Re: Impact vs Intent
by smoke
Me too. Glad to use the Dr. title. Keeps 'em guessing. :-)
Re: Impact vs Intent
by IncogNeato
mermaid33:
I have a problem with the whole Miss/Mrs. thing. Why do we have to be labeled according to our marital status? Men aren't. I'm no longer a Miss, yet I have my own last name so to call me Mrs. Mermaid, well, that's not right either, and besides, it's nobody's business if I'm married and I don't appreciate a title that gives away any personal information about myself without my consent. Yet, if one pipes up with "Ms." you might as well just raise one fist in the air while you say it because then you get the "oh, one of those". I refuse to allow the prefix to my given name to be applied.

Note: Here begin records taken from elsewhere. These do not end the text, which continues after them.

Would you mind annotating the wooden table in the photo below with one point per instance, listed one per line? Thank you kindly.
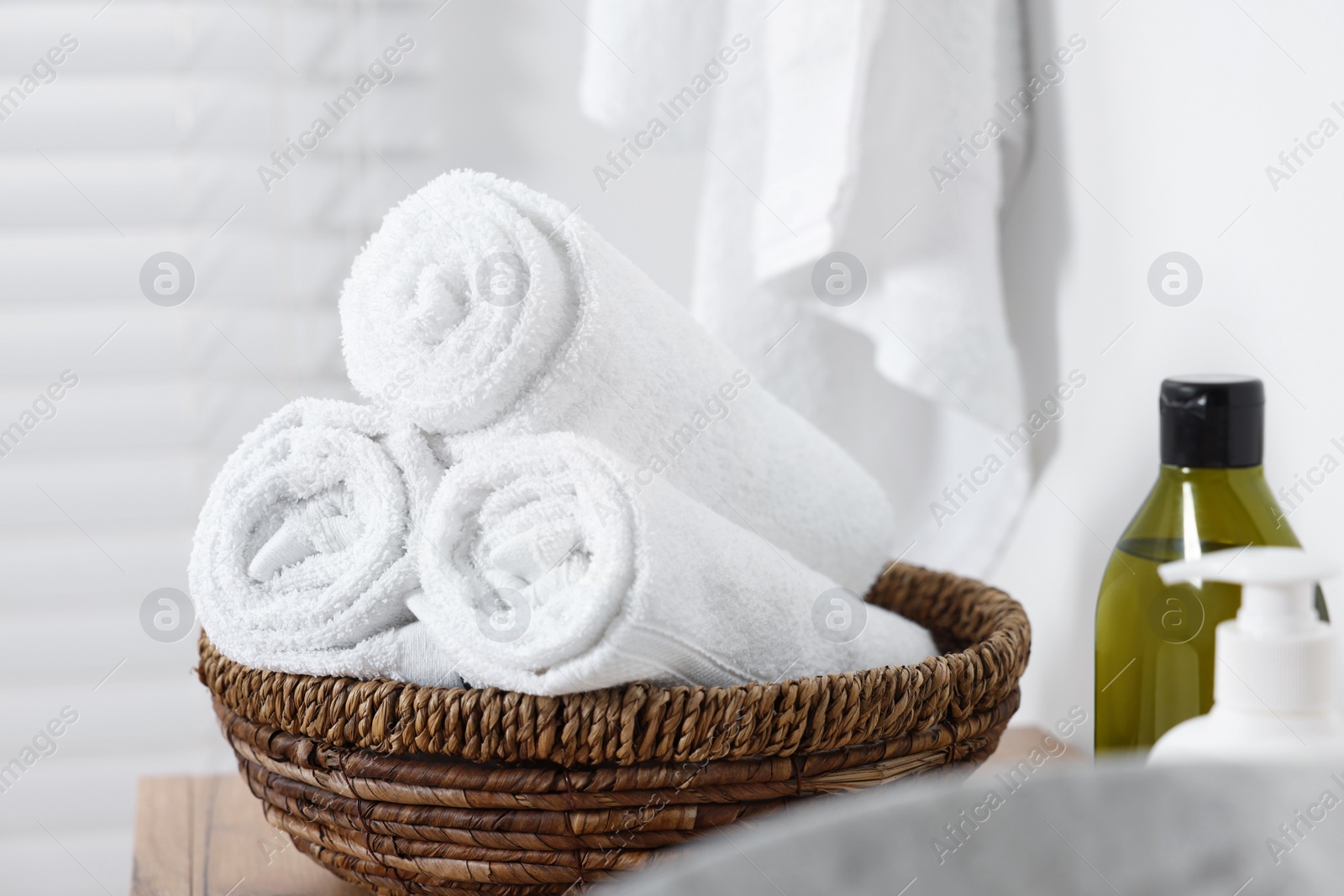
(206, 836)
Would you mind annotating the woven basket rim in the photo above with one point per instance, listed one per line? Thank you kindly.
(987, 631)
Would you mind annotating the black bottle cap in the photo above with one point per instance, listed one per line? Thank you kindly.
(1213, 421)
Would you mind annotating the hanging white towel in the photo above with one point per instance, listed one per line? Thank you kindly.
(826, 137)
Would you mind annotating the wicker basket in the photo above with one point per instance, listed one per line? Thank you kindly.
(405, 789)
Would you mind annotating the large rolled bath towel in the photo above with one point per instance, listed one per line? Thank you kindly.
(300, 558)
(546, 571)
(484, 308)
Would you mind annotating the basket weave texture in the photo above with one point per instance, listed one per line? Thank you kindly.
(407, 789)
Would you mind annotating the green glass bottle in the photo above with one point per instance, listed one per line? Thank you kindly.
(1155, 644)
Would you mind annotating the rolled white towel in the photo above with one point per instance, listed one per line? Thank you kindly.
(546, 573)
(300, 559)
(486, 308)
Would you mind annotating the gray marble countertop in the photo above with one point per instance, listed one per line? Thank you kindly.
(1077, 831)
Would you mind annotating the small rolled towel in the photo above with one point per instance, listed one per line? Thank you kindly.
(486, 308)
(300, 558)
(546, 573)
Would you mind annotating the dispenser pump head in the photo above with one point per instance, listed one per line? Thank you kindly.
(1276, 656)
(1278, 584)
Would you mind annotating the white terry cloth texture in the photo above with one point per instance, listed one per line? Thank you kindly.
(300, 559)
(823, 137)
(546, 571)
(501, 312)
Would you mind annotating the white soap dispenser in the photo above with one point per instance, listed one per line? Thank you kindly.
(1274, 673)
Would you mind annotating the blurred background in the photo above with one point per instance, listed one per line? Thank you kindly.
(1162, 134)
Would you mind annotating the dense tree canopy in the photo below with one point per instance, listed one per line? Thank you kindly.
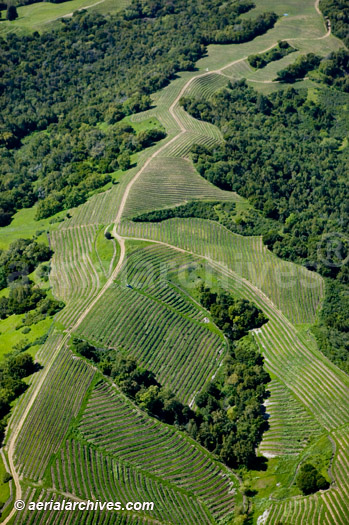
(287, 153)
(262, 59)
(95, 69)
(228, 419)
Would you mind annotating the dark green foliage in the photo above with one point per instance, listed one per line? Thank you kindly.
(284, 154)
(229, 420)
(235, 317)
(248, 222)
(204, 210)
(138, 383)
(299, 69)
(309, 480)
(281, 50)
(338, 13)
(11, 13)
(23, 256)
(13, 369)
(6, 477)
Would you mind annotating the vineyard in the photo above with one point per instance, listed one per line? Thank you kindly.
(73, 435)
(296, 291)
(115, 426)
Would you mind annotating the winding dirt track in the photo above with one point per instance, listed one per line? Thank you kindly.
(121, 240)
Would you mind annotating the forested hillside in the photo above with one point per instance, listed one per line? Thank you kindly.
(174, 280)
(56, 82)
(287, 153)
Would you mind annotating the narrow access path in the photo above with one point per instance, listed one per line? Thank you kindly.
(121, 240)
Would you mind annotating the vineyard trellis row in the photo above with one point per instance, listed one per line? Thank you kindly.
(116, 427)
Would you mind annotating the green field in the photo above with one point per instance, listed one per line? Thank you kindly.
(137, 292)
(42, 16)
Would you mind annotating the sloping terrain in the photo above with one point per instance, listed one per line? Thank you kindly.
(75, 435)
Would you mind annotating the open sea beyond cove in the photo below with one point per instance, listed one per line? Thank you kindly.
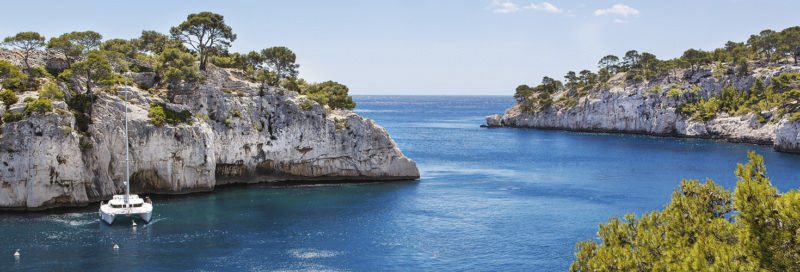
(498, 199)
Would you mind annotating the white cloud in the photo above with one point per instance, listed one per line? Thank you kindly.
(499, 6)
(619, 10)
(544, 6)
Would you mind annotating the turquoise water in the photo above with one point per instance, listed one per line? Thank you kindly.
(496, 199)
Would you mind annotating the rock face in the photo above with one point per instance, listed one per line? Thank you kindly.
(238, 134)
(636, 109)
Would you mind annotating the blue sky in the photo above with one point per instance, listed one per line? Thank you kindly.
(435, 46)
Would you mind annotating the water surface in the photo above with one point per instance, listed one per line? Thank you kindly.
(497, 199)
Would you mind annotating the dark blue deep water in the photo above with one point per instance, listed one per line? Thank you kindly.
(488, 200)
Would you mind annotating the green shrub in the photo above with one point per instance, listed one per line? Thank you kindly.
(41, 105)
(201, 116)
(330, 93)
(66, 129)
(306, 105)
(10, 117)
(341, 124)
(570, 102)
(159, 115)
(11, 76)
(84, 144)
(655, 90)
(704, 228)
(51, 90)
(8, 98)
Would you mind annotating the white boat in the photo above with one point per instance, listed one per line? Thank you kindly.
(126, 205)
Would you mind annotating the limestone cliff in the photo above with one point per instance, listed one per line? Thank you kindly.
(237, 134)
(625, 107)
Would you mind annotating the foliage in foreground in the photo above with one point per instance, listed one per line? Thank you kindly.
(705, 227)
(160, 115)
(330, 93)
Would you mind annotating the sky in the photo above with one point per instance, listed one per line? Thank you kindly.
(436, 47)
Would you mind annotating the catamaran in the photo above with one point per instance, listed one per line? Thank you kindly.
(126, 205)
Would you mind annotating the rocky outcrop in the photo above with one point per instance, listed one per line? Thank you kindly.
(237, 134)
(621, 108)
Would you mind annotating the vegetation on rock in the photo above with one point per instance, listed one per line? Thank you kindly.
(204, 32)
(8, 98)
(159, 114)
(769, 94)
(704, 228)
(86, 64)
(330, 93)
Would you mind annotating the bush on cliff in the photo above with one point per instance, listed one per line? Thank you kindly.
(177, 67)
(51, 91)
(11, 77)
(159, 114)
(41, 105)
(8, 98)
(10, 117)
(330, 93)
(704, 228)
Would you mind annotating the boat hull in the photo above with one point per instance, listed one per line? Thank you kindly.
(109, 218)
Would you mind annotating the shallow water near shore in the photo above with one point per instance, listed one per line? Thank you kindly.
(498, 199)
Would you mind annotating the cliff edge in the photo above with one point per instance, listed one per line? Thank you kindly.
(234, 131)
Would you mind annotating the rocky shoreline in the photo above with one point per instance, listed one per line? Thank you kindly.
(238, 134)
(635, 109)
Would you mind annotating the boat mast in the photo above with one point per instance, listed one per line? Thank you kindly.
(127, 166)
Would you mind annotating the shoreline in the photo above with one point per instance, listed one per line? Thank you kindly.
(63, 209)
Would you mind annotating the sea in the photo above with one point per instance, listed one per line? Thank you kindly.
(489, 199)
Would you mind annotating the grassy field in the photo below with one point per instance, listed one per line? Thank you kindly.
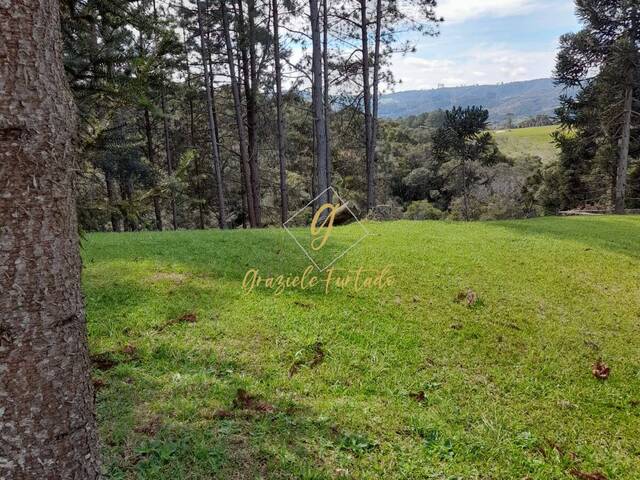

On forms with a check box for title, I leave 'em all blank. The only ones who need to know my gender are my husband and medical professionals. Teh only ones who need to know anything about my marital status are my family and insurance companies.
Re: Impact vs Intent
by IncogNeato
PhysicsGirl:
Hmm. The idea of adding this stress makes me glad I'm doing for Dr.
That makes the most sense. Only use titles that are earned. Although, I have to admit it's annoying when I go to an office, and the personnel rfer to my by my given name. What to do?